Complete state control of the means of communication is also essential, together with an *ideology (sense
1.); for the sole origin of all legitimation is the state itself, there being no autonomous institutions, such
as church, universities, clubs and societies, through which respect for the civil order can be
independently inculcated. If such institutions exist it is only by permission of the state, and in accordance
with strict instructions from the state. Totalitarianism is not necessarily violent, but it is frequently
argued to be unjust, since it involves encroachment by the state on many *natural rights, and an abolition
of all forms of society that are not coerced from above. This ‘withering away of society’ often takes place
under a rule that promises the *withering away of the state. It is, however, disputed that *collectivization,
or *social ownership, or any other aim of communist and related systems, in itself requires totalitarian
government. Totalitarianism is a matter of degree, and much academic study has been devoted to
distinguishing its sub- varieties. In all versions, however, the fundamental feature is that of central
control, usually through a *party.

Fascism
From Latin: fasces, the bundle of rods with a projecting axe-head, carried before the consuls as a sign of
the state authority of Rome, and adopted as a symbol of social unity (the bundle) under political
leadership (the axe). The name was given by Mussolini to the movement which he led to power in Italy
in 1922, but is now used more widely, to include German *Nazism, and Spanish *falangism, on the basis
more of a common *ethos than a common *doctrine.
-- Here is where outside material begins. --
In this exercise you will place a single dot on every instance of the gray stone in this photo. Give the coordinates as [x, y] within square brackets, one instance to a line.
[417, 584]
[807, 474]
Fascism is characterized by the following features
(not all of which need be present in any of its recognized instances): *corporatism; *nationalism; hostility
to *democracy, to *egalitarianism, and to the values of liberal *enlightenment; the cult of the *leader, and
admiration for his special qualities; a respect for collective organization, and a love of the symbols
associated with it, such as uniforms, parades and army discipline. In Germany the cult of *violence,
together with a violent *anti-Semitism, were added to these features, with notorious results. The *anti-
communist and anti-liberal stance of fascist movements, together with the loathsomeness of many actual
examples, have made the fight against fascism a rallying point for left and liberal causes, so that the label
‘fascist’ may often be applied very loosely, to denote almost any doctrine that conflicts with left-liberal
ideology. In this expletive use the term conveys no very clear idea, a fact which perhaps explains its
popularity. From the intellectual point of view fascism remains an amalgam of disparate conceptions,
often ill-under- stood, often bizarre. It is more notable as a political phenomenon on which diverse
intellectual influences converge than as a distinct idea; as a political phenomenon, one of its most
remarkable features has been the ability to win massive popular support for ideas that are expressly anti-
egalitarian (see *Reich). Mussolini’s own ideas were derived from a heady mixture of popular science,
*Marx, *Sorel and *Nietzsche. He advocated regeneration through conquest and perpetual struggle, and
spoke, in speeches seething with sexual imagery, of the need to overcome degeneracy and impotence, to
make sacrifices for the nation, and to connect to the great ‘dynamo’ of fascism. Fascists are ‘not
republicans, socialists, democrats, conservatives or nationalists. They represent a synthesis of all the
negations and the affirmations.’ In other words, the ultimate doctrine contains little that is specific,
beyond an appeal to energy and action: it is, one might say, the form of an *ideology, but without specific
content (other than can be provided by admiration towards the leader). This perhaps explains some of
its appeal; it seemed to make no demand other than those which the individual himself would make had
he the energy. It then provided the energy.